Normalmente, dentro de los circuitos oficiales de la ATP y WTA, el riesgo de una infección gastrointestinal por patógenos o microorganismos no pertenecientes a la flora intestinal del deportista, es menor que en otros circuitos como los disputados en la ITF, debido a que las instalaciones deportivas suelen tener un mayor grado de higiene y seguridad.

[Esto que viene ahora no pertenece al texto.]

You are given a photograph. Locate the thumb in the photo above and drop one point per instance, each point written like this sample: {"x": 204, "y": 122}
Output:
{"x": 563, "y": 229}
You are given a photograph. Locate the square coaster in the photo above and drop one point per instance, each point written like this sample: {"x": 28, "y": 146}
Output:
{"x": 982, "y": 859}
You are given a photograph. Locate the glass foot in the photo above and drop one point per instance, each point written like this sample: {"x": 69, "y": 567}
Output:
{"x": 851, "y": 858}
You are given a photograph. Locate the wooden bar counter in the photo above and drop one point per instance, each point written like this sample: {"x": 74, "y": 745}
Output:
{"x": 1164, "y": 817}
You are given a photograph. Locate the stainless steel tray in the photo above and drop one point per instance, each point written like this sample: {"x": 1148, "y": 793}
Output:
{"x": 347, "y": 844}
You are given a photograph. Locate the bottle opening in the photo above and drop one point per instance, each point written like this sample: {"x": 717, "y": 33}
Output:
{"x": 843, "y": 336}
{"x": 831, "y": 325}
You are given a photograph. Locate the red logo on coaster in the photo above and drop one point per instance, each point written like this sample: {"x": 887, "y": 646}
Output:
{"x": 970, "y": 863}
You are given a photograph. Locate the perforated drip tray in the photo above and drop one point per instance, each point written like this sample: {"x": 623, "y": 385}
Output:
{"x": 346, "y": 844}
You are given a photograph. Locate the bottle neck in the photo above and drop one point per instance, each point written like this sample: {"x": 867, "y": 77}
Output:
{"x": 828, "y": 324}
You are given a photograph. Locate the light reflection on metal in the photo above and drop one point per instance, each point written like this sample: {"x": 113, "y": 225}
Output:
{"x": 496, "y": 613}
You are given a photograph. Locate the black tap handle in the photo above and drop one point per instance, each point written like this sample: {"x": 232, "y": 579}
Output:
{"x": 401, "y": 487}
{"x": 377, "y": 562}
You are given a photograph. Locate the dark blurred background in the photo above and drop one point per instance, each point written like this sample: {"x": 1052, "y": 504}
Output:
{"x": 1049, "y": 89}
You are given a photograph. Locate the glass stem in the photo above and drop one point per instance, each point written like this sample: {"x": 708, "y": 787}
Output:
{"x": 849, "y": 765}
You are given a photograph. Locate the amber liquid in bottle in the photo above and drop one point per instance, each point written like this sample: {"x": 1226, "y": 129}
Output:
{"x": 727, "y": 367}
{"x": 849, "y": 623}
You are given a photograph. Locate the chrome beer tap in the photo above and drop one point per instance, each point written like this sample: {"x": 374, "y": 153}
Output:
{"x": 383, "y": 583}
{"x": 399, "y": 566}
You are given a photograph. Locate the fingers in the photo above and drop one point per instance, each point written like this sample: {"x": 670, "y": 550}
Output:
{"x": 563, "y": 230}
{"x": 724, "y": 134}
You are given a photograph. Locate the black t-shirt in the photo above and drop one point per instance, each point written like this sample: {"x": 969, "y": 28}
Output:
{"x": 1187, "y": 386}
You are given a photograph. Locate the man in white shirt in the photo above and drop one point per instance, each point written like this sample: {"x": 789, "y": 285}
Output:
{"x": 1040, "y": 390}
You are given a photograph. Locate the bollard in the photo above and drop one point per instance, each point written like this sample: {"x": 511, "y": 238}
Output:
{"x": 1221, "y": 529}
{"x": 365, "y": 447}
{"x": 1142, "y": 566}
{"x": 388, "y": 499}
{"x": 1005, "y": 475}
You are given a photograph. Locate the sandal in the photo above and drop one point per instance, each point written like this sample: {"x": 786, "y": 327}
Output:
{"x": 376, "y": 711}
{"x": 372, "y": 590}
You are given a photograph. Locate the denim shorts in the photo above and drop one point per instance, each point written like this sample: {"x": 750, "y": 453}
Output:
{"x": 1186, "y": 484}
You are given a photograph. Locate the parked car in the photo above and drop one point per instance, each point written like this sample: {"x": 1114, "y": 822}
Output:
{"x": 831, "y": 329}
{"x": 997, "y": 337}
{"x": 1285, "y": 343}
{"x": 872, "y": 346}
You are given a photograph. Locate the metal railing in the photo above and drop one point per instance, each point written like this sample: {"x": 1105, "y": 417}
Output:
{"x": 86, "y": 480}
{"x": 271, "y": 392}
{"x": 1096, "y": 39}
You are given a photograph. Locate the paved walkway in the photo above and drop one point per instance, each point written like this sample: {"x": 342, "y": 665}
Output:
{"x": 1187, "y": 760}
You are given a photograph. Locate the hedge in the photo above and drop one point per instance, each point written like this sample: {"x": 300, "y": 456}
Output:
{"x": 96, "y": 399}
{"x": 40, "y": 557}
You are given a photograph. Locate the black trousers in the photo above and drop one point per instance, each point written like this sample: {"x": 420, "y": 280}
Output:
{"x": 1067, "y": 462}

Es por ello que el tenista de menor nivel o junior, debe seguir unas rígidas normas para evitar cualquier problema de esta índole: tomar agua embotellada y abierta por el propio jugador, utilizar ésta para lavar fruta con piel, pelar la fruta, tomar solo verduras que hayan sido cocinadas y evitar el consumo de cubitos de hielo; son algunas de ellas.

Bibliografía:

  1. Ranchordas MK, Rogersion D, Ruddock A, Killer SC, Winter EM. Nutrition for tennis: practical recommendations. J Sports Sci Med. 2013 1;12(2):211-24.
  2. Juzwiak CR, Amancio OM, Vitalle MS, Pinheiro MM, Szejnfeld VL. Body composition and nutritional profile of male adolescent tennis players. J Sports Sci. 2008;26(11):1209-17.
  3. Martínez-Rodríguez A, Roche E, Vicente-Salar N. Body composition assessment of paddle and tennis adult male players. Nutr Hosp. 2015;31(3): 1294-1301.
  4. Kovacs MS. Carbohydrate intake and tennis: are there benefits? Br J Sports Med. 2006;40(5):e13.
  5. Ferrauti A, Pluim BM, Busch T, Weber K. Blood glucose responses and incidence of hypoglycaemia in elite tennis under practice and tournament conditions. J Sci Med Sport. 2003;6(1):28-39.